Les attentes sont particulièrement grandes en ce qui concerne les cavaliers de saut d'obstacles, qui accumulent les victoires et les médailles depuis de longues années. Les épéistes, les cyclistes et les rameurs affichent également de grandes ambitions, alors que le nageur Jérémy Desplanches ou le relais 4x100 m féminin rêvent de frapper un grand coup.
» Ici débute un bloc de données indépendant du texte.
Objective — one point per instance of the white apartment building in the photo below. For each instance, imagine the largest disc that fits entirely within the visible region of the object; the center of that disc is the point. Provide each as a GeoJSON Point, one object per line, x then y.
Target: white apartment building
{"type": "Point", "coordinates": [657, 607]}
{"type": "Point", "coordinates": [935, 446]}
Les plus fortes chances de médailles suisses

Les cavaliers de saut d'obstacles. Avec les nos 2 - Martin Fuchs - et 3 - Steve Guerdat - de la hiérarchie, le chef d'équipe Michel Sorg dispose de deux atouts majeurs. Le Zurichois et le Jurassien - lequel avait cueilli l'or en 2012 - peuvent viser le titre individuel. En ajoutant le "rookie" neuchâtelois Bryan Balsiger (24 ans) et le très expérimenté Beat Mändli (51 ans), la team helvétique aura forcément aussi un sacré coup à jouer par équipe.

Du potentiel en Escrime, BMX freestyle, VTT et Aviron

Les épéistes. Cinq ans après la frustrante 4e place de Benjamin Steffen et 17 ans après le sacre de Marcel Fischer, les épéistes suisses espèrent jouer à nouveau les premiers rôles. Et ce tant en individuel que par équipe, où l'harmonie règne entre les fougueux Latins Lucas Malcotti et Michele Niggeler et les expérimentés Alémaniques Benjamin Steffen et Max Heinzer.

Nikita Ducarroz, BMX freestyle. La Genevoise d'origine américaine était une quasi-inconnue en Suisse il y a quelques mois. Mais son titre de vice-championne du monde conquis en juin et sa place de no 2 au classement UCI l'ont placée sous les feux des projecteurs et propulsée parmi les principales candidates au podium. Et, à 26 ans, elle a suffisamment d'expérience pour faire face à la pression.

Mathias Flückiger, VTT. Le Bernois de 32 ans débarque à Pékin dans la peau du leader de la Coupe du monde de cross-country. De quoi ouvrir son appétit, même si le polyvalent Mathieu van der Poel fait figure d'épouvantail. Son éclosion peut aussi servir les intérêts du Grison Nino Schurter, un tenant du titre tout heureux de se retrouver à nouveau dans l'ombre.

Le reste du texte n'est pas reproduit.